Qual è la Via Italiana?
Ora, invitare qualcuno non vuol dire certo adottarne il programma politico, ma la standing ovation per Milei stona per diversi motivi. Sussiste certamente la critica ad ogni sistema parassitario di solo assistenzialismo a fronte di un’economia basata sul lavoro. Crediamo però che quello che intende Milei è diametralmente diverso alle posizioni di una “destra sociale” e non ha proprio nulla di culturalmente rivoluzionario, come invece ha sostenuto la Meloni chiamando sul palco l’ospite. Le parole hanno un peso: se il Premier ritiene rivoluzionario il programma di abolizione sistematica di ogni struttura pubblica come scuola e sanità in favore di un utopistico “capitale umano” e “stato minimo”, la festa invece di Atreju poteva chiamarsi tranquillamente Al Capone.
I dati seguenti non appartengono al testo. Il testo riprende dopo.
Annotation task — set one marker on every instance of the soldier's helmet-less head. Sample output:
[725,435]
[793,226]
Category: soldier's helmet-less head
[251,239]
Qui nessuno è fan del capitalismo di stato in salsa Sovietica, ma questo contraltare ideologico anarcoide, libertario e conservatore farebbe comunque rivoltare nella tomba i pensatori di quella “Terza via”, italiana ed europea, che fu la tradizione italiana da Orano ad Olivetti (in mezzo sappiamo benissimo cosa c’è stato e Chi).
Guardare al futuro
È giusto guardare al futuro senza troppi torcicollo. Ecco perché ci sembra giunta l’ora, come affermiamo da tempo qui sul Primato Nazionale, che si arrivi finalmente alla Partecipazione. Un’idea che porta con sé un potente destino organico e rivoluzionario per l’Italia e l’Europa. Socializzare le masse e rendere il lavoro un soggetto politico sono obiettivi avanguardistici che sfidano il capitalismo finanziario “classico” e non hanno niente a che vedere con il liberismo sfrenato e utopico del premier argentino. Ricette per altro già fallite. Due anime sembrano contendersi il destino di Fratelli d’Italia, entrambe possibili e percorribili: una può portare su scenari mai visti, l’altra ci renderà un paese del terzomondo. Una è vanga che scava la terra per fecondarla di lavoro, l’altra una motosega che taglia tutto allo stesso piano.